Soooooo back in the
olden days, right, there was a King, and there was a Jester. The King
was a man, and he was the Establishment, the Power, and all the
patriarchal Patriarchy you can shake a patrician pater at. And the
Jester was also a man, but he was a little man, relatively speaking.
He was not the Power, he was the "fool"—and in the fool
we see all the important stuff that makes up clowning: high
ridiculousness, physicality, willingness to be the joke, willingness
to subvert, mock or at least hold a lil' mirror up to the King so
that he can see himself. The fool is Humanity: an embodied reminder
that the human experience is about more than Civilization and
Hierarchy. It is about the madness and glory of just being alive and
going through this ridiculous shit called Life!
All amazing shit,
and pretty wrong-headed that it's in the "disempowered"

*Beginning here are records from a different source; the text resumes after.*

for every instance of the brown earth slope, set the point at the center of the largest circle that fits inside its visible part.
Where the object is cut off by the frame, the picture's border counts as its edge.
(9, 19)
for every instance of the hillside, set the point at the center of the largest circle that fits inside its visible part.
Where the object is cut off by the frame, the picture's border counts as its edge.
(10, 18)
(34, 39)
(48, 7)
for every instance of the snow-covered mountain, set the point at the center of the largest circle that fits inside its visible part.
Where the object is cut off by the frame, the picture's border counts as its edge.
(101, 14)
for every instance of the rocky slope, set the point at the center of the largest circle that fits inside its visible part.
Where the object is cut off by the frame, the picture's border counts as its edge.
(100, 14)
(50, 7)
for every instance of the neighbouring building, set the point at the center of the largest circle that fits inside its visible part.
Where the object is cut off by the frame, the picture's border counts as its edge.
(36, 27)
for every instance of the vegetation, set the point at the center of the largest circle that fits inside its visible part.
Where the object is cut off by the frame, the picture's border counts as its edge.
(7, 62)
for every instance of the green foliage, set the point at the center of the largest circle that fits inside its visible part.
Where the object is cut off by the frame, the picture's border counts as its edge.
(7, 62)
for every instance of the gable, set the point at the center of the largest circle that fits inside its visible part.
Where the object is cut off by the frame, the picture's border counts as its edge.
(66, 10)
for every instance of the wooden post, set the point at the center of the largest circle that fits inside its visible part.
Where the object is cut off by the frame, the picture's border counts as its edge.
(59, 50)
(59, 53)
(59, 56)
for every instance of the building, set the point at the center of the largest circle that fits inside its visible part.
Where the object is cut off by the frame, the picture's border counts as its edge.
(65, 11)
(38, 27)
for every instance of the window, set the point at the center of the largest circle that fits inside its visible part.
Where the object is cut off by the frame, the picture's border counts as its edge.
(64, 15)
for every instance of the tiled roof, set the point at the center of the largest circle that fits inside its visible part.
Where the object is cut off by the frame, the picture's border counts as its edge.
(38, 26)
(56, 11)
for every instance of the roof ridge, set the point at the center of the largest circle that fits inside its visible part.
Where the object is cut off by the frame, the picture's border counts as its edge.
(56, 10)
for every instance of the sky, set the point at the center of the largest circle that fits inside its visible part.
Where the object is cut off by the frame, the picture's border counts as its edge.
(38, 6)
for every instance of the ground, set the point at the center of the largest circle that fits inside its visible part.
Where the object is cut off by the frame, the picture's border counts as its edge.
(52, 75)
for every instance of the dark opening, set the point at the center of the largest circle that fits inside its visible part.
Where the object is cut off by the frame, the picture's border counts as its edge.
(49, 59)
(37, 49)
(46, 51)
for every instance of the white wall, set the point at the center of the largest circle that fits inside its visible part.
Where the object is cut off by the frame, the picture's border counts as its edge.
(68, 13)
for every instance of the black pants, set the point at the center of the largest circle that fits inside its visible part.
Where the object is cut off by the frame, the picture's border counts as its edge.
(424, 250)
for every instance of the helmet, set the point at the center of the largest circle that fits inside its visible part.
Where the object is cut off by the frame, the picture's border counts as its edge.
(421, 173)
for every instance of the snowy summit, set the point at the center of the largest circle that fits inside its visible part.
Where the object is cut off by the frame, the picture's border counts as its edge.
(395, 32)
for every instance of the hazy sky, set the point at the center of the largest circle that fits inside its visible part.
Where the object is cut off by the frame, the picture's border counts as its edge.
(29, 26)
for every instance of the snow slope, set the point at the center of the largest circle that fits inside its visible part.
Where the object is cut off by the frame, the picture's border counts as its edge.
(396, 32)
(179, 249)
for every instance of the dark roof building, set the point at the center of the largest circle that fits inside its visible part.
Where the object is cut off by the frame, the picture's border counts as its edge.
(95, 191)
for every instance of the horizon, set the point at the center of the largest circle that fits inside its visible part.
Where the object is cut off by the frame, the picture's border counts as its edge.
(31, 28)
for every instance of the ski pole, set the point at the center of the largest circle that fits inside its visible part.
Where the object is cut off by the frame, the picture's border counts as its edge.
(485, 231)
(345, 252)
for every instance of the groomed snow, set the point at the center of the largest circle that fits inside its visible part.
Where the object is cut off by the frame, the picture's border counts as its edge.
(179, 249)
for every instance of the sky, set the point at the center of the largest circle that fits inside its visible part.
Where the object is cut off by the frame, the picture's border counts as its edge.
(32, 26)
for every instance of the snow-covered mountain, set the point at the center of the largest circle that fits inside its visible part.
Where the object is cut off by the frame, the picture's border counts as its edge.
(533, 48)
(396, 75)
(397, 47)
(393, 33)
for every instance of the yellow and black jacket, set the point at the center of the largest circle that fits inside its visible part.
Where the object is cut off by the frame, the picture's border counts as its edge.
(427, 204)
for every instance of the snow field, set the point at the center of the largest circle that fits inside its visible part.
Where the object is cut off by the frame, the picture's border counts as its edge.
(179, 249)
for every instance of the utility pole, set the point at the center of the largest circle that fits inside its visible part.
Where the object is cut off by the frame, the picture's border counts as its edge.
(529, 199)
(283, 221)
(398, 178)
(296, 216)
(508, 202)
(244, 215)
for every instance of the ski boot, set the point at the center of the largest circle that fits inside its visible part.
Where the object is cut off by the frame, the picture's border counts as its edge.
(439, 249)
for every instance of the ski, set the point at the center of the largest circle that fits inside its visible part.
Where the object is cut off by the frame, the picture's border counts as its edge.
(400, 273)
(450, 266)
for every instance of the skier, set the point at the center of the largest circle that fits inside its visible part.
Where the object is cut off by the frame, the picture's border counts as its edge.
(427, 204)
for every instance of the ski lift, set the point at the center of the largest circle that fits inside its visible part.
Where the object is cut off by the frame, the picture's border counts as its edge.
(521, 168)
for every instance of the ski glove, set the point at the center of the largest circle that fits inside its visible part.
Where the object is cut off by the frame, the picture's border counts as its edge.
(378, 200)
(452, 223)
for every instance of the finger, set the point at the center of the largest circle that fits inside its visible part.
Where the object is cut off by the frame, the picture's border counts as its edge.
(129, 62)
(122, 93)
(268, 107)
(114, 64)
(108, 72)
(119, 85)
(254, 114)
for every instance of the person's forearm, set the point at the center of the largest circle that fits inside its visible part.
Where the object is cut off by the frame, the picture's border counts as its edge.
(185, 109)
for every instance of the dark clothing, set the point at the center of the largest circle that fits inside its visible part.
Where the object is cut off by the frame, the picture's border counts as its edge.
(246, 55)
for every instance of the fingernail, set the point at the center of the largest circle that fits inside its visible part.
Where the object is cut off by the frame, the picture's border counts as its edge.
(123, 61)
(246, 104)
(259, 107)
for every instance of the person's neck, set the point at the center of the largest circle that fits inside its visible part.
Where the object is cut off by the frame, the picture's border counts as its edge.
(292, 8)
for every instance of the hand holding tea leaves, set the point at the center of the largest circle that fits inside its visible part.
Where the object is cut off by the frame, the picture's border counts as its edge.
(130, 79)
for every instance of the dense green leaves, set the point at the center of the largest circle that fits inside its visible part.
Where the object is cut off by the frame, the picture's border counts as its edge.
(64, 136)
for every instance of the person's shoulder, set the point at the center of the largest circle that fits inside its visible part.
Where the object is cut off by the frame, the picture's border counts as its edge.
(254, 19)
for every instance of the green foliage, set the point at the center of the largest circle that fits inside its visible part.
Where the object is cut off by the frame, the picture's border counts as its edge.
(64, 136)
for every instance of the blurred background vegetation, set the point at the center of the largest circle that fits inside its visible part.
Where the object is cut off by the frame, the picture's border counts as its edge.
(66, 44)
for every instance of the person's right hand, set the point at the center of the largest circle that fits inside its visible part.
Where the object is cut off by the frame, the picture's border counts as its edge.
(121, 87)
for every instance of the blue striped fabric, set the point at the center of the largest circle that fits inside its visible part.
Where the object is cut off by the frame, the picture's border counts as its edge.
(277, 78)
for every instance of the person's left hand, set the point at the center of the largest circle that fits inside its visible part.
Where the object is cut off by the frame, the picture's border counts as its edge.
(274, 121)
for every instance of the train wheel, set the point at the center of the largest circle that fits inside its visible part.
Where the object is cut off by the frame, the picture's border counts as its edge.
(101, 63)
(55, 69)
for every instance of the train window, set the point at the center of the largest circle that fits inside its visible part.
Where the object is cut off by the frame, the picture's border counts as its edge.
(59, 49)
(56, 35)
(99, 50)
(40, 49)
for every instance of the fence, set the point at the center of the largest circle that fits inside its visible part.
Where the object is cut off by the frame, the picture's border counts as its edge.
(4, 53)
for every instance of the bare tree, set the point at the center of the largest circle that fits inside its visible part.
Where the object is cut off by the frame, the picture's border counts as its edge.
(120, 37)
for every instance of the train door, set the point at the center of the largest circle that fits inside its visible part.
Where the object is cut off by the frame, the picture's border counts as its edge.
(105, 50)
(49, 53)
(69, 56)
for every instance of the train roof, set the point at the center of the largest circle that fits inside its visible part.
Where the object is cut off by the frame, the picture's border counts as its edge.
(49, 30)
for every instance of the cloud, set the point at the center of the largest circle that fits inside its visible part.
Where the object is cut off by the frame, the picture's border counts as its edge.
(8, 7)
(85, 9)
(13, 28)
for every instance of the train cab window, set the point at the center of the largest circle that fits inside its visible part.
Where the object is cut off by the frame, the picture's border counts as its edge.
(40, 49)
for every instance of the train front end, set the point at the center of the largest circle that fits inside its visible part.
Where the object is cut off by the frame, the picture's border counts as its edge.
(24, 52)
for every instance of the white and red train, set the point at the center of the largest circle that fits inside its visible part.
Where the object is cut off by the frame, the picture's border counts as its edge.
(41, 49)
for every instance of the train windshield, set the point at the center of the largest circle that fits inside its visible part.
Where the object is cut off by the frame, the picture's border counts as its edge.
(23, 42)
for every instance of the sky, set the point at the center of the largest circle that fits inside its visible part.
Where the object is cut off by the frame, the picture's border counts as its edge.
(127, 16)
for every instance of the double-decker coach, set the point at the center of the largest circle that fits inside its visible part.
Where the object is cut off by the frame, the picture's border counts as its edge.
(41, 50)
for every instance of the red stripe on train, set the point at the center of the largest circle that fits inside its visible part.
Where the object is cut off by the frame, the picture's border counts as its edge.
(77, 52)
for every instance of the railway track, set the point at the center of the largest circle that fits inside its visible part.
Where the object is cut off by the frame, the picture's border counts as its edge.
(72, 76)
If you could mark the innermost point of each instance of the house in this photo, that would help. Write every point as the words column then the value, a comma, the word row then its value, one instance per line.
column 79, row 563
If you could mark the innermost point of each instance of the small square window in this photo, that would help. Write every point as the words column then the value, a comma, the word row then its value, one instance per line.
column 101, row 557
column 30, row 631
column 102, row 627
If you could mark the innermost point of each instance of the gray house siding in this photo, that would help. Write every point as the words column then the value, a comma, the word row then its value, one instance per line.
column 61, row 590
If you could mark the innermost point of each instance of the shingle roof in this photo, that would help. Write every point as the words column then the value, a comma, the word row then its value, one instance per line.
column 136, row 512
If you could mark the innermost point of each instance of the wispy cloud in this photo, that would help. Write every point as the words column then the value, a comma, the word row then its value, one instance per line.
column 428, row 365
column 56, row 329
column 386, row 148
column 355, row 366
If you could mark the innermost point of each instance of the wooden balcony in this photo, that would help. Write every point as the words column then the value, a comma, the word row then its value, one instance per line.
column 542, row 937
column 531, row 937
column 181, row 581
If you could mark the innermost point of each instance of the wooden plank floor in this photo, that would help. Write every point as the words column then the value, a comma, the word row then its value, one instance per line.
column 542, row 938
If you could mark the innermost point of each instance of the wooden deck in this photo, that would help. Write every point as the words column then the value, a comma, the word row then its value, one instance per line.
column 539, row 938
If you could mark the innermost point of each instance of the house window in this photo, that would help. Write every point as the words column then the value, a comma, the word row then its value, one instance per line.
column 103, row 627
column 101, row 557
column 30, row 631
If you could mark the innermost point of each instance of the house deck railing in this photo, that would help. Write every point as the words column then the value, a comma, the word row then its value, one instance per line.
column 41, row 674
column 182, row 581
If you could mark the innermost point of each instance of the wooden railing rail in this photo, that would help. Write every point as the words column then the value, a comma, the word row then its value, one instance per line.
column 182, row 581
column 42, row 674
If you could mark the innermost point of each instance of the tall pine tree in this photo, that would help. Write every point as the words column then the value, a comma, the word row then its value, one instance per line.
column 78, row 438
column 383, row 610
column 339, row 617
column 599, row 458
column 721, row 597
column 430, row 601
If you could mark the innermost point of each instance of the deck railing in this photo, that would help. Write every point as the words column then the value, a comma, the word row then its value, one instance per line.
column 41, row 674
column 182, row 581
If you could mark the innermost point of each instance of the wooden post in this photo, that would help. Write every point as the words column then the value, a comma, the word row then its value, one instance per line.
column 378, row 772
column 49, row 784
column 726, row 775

figure that all the truest lessons live. But that's the patriarchy
for ya. I'm wondering, though, if maybe I can keep the patriarchy
offa my clown for a minute.
I'm going to use
the word "clown" in this blog entry, even though I try not
to use it in mixed company. We're among friends, right? We'll define
"clown" as the comedy realm which is without a fourth wall
and rooted in vulnerability. And we'll try to go back to Never Using
The Word Clown directly after.
In my clown world,
I hear the word "stupid" a lot. Clowns call each other
"stupid" as a compliment, a signal that a clown is really
in the zone, really being human. I hear myself using it too. It's
useful; so much comedy is trying soooo hard to be clever. When you
see the opposite of that kind of cerebral comedy—body comedy, heart
comedy—maybe you have to call it stupid, just to signify the
refreshing contrast.
Nonetheless,
"Stupid" or "Idiot" never really felt good to me
personally. My particular frequency of clown has never been activated
by the idea of being a stupid idiot. If I may speak of "my
clown" for a moment, ahem ahem,
my clown is brilliant, my clown is a mastermind, my clown has lots of
determination, my clown will get it done, my clown cannot get it done
because the world, man, but hey, my clown abides.
And
I've been wondering about that idea of calling on the clown to be
stupid—whether it's really a call from one man to another to be
anti-patriarchal, to do the anti-male thing and be vulnerable, and
fail, and be loved. But here I've been womaning along my whole life
and nobody needed to tell me
to do all that, or rather, that's what everyone and everything
has told me to do all the time.
And so to call my
clown stupid might be, essentially, in this fucked-up world, maybe a
little fucking redundant.
I get activated by
words and phrases like Ferocious! Monster! Killin it! Wipin the
floor with it! Destroying it! Slayer! Who's a slayer?! You're a
slayer, you big slayer! Triumph! Conquest! Roarrrrr!
Big fierce words
make me want to get out there and really go for it. Of course I'm
still gonna be vulnerable, that's a given. I'm so
vulnerable maybe don't call my clown stupid to my face. Maybe that's
some locker room talk, some macho shit, maybe some other clowns need
that, and I need something else.
And yet, I get that
it totally still makes sense to talk about the clown being stupid or
an idiot. If only because you're in comedy class, or comedy circles,
and those cultures should be funny, and sure you can say "oh,
that clown is so HUMAN, so VULNERABLE", but it's not as funny a
thing to say as "That's fucking stupid, amiright. That person's
an idiot."
So I'm just asking
the question. Answer it as you like.